I sought out other women to find answers. I asked a powerful, strong, beautiful woman at work if she was a feminist. She said: “No! I shave my armpits and I like men.” I learned that feminists were unattractive lesbians and men haters — clearly I could not be, and was not, a feminist.

It became easier to tell who was totally sexist, because men at work would start up conversations with strange questions, such as had I baked anything good that weekend, or had I bought any shoes? The fact that I had been canoe camping rarely helped.

I tried to be more like the guys, making the right kind of jokes or at least laughing at theirs. It didn’t make me comfortable, but it did improve my upward mobility. I drew the line when I was asked to go to a strip club with a male client and work colleague. I didn’t want to be a turtle with a hairbrush strapped to its back in a world of porcupines any longer.

My resume became a patchwork quilt of uncomfortable moments, glass ceiling strikes and pay inequity.

I started to hate Oprah for telling me that I could have a career and a family seamlessly. Funny though, she doesn’t have children.

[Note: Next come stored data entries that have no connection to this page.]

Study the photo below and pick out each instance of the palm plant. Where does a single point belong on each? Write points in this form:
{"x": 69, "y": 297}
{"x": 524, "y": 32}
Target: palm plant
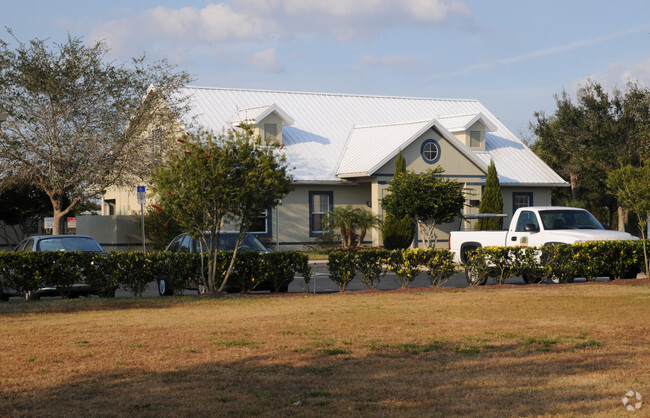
{"x": 348, "y": 220}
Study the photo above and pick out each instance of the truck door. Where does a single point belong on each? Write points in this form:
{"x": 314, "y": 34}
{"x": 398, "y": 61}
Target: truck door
{"x": 527, "y": 226}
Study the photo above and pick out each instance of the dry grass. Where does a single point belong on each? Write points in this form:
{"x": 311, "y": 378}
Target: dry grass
{"x": 494, "y": 351}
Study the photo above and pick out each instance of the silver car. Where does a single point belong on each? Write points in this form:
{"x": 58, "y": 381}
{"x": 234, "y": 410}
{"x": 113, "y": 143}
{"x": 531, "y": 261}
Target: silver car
{"x": 54, "y": 243}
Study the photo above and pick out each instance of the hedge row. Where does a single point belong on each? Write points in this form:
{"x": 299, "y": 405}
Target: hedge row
{"x": 373, "y": 264}
{"x": 29, "y": 271}
{"x": 560, "y": 262}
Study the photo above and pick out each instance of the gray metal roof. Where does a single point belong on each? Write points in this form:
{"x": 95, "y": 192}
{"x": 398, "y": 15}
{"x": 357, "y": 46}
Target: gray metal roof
{"x": 329, "y": 130}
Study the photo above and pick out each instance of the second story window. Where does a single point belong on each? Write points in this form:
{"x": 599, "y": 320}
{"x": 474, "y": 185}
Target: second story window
{"x": 156, "y": 145}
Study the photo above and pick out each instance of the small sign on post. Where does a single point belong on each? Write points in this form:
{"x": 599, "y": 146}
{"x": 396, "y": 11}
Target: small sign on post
{"x": 142, "y": 199}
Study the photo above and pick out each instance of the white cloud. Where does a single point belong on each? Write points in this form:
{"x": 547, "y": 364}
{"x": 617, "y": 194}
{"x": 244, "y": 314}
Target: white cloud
{"x": 187, "y": 25}
{"x": 266, "y": 61}
{"x": 618, "y": 74}
{"x": 354, "y": 19}
{"x": 540, "y": 53}
{"x": 390, "y": 60}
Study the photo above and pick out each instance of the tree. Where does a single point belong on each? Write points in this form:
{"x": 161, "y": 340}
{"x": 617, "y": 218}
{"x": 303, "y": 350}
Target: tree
{"x": 584, "y": 141}
{"x": 491, "y": 201}
{"x": 398, "y": 232}
{"x": 632, "y": 188}
{"x": 258, "y": 179}
{"x": 214, "y": 179}
{"x": 77, "y": 123}
{"x": 353, "y": 224}
{"x": 159, "y": 227}
{"x": 427, "y": 198}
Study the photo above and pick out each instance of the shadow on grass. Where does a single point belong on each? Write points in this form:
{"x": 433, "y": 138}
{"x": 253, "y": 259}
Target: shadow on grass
{"x": 446, "y": 379}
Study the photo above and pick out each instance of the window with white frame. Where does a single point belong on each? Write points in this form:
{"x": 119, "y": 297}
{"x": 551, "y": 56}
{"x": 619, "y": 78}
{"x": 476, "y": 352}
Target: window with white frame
{"x": 319, "y": 204}
{"x": 521, "y": 200}
{"x": 261, "y": 225}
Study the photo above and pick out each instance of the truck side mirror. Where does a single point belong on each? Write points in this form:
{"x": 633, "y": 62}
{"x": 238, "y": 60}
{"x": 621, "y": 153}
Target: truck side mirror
{"x": 531, "y": 228}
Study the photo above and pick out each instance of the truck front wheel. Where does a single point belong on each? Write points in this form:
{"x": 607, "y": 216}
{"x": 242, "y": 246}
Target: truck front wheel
{"x": 474, "y": 277}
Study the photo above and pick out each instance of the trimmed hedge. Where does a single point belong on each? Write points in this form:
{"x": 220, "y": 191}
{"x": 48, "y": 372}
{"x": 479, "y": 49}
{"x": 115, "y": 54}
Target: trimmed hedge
{"x": 373, "y": 264}
{"x": 560, "y": 262}
{"x": 30, "y": 271}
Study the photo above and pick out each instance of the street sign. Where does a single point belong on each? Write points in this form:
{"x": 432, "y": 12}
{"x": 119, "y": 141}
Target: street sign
{"x": 142, "y": 198}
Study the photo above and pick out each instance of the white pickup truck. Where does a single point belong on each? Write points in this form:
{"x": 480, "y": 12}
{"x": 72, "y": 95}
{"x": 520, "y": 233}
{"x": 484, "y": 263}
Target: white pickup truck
{"x": 537, "y": 226}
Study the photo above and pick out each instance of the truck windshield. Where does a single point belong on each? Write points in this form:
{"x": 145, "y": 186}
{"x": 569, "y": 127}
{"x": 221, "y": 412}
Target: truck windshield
{"x": 568, "y": 219}
{"x": 227, "y": 243}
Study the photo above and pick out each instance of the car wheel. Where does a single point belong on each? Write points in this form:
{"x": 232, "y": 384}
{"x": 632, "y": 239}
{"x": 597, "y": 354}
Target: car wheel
{"x": 561, "y": 279}
{"x": 530, "y": 279}
{"x": 32, "y": 296}
{"x": 107, "y": 293}
{"x": 163, "y": 289}
{"x": 475, "y": 278}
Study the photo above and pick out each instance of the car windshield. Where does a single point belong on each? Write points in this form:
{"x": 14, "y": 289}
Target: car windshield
{"x": 568, "y": 219}
{"x": 227, "y": 243}
{"x": 70, "y": 243}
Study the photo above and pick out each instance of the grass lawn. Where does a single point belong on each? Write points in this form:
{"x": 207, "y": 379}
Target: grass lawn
{"x": 572, "y": 349}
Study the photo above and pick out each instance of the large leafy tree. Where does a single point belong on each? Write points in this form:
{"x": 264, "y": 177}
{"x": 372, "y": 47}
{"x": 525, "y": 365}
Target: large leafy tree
{"x": 398, "y": 232}
{"x": 491, "y": 201}
{"x": 587, "y": 139}
{"x": 212, "y": 180}
{"x": 427, "y": 198}
{"x": 631, "y": 185}
{"x": 78, "y": 123}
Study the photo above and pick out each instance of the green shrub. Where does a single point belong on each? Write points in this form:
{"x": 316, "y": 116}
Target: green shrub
{"x": 133, "y": 270}
{"x": 342, "y": 267}
{"x": 280, "y": 267}
{"x": 369, "y": 264}
{"x": 397, "y": 233}
{"x": 406, "y": 264}
{"x": 440, "y": 263}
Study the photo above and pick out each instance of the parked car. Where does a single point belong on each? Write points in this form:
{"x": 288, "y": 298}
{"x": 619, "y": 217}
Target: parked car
{"x": 54, "y": 243}
{"x": 534, "y": 226}
{"x": 227, "y": 241}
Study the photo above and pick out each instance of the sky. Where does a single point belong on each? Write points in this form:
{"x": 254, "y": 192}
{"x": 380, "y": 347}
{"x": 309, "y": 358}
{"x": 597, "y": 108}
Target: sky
{"x": 511, "y": 55}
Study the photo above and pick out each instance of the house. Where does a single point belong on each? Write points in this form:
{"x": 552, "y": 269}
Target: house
{"x": 342, "y": 149}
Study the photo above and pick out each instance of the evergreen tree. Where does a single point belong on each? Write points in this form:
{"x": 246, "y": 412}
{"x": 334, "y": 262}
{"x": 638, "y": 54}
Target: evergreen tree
{"x": 491, "y": 201}
{"x": 398, "y": 232}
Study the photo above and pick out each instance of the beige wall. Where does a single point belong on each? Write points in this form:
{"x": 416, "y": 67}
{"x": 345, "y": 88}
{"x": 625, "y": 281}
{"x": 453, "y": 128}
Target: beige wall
{"x": 114, "y": 233}
{"x": 294, "y": 211}
{"x": 464, "y": 136}
{"x": 457, "y": 166}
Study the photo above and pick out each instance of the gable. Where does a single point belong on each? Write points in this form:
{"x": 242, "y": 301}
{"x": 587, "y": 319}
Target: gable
{"x": 369, "y": 148}
{"x": 450, "y": 157}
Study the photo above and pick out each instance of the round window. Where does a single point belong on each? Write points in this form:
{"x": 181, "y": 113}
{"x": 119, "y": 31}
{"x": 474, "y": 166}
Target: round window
{"x": 430, "y": 151}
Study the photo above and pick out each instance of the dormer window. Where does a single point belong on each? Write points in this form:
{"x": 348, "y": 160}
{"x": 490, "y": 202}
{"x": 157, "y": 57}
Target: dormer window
{"x": 267, "y": 121}
{"x": 470, "y": 129}
{"x": 475, "y": 139}
{"x": 270, "y": 133}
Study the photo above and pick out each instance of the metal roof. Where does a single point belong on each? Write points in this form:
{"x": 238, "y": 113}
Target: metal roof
{"x": 329, "y": 130}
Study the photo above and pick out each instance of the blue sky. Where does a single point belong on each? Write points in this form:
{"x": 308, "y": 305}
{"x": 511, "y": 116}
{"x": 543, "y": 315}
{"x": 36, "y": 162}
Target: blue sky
{"x": 512, "y": 55}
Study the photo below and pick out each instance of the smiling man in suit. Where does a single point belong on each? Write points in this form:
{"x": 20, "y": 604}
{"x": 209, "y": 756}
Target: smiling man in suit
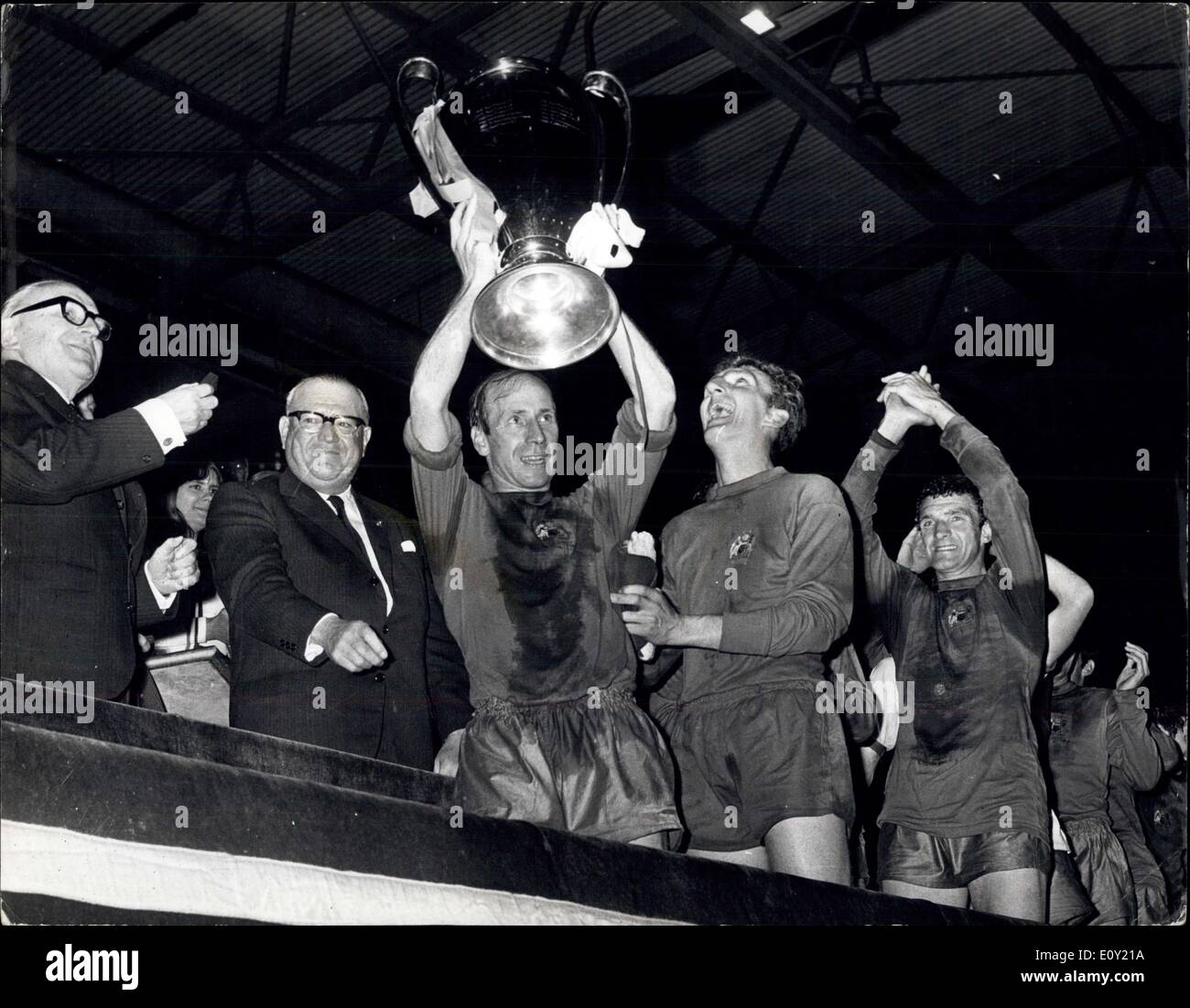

So what could I tell mine? I will teach my daughter and son that they can be whatever they want to be, even if it is “just” a teacher. I will teach them about similarities as opposed to differences in gender, race, sexual orientation, etc.

I will strive for fair for them and me. I will let them choose which fights to fight and which ones to walk away from, but I will hope they choose to fight more than I did.
I was born a feminist, because I have always believed in fair. Although I’ve seen improvements in organizations and in marital/parenting/gender roles, we still have “a long way to go, baby.”

Yes, I believe in equal rights and opportunities for women and in equal pay for equal work. But I can’t see myself ever spelling women with a ‘y’. By definition I am a feminist, but I would still rather you didn’t call me one.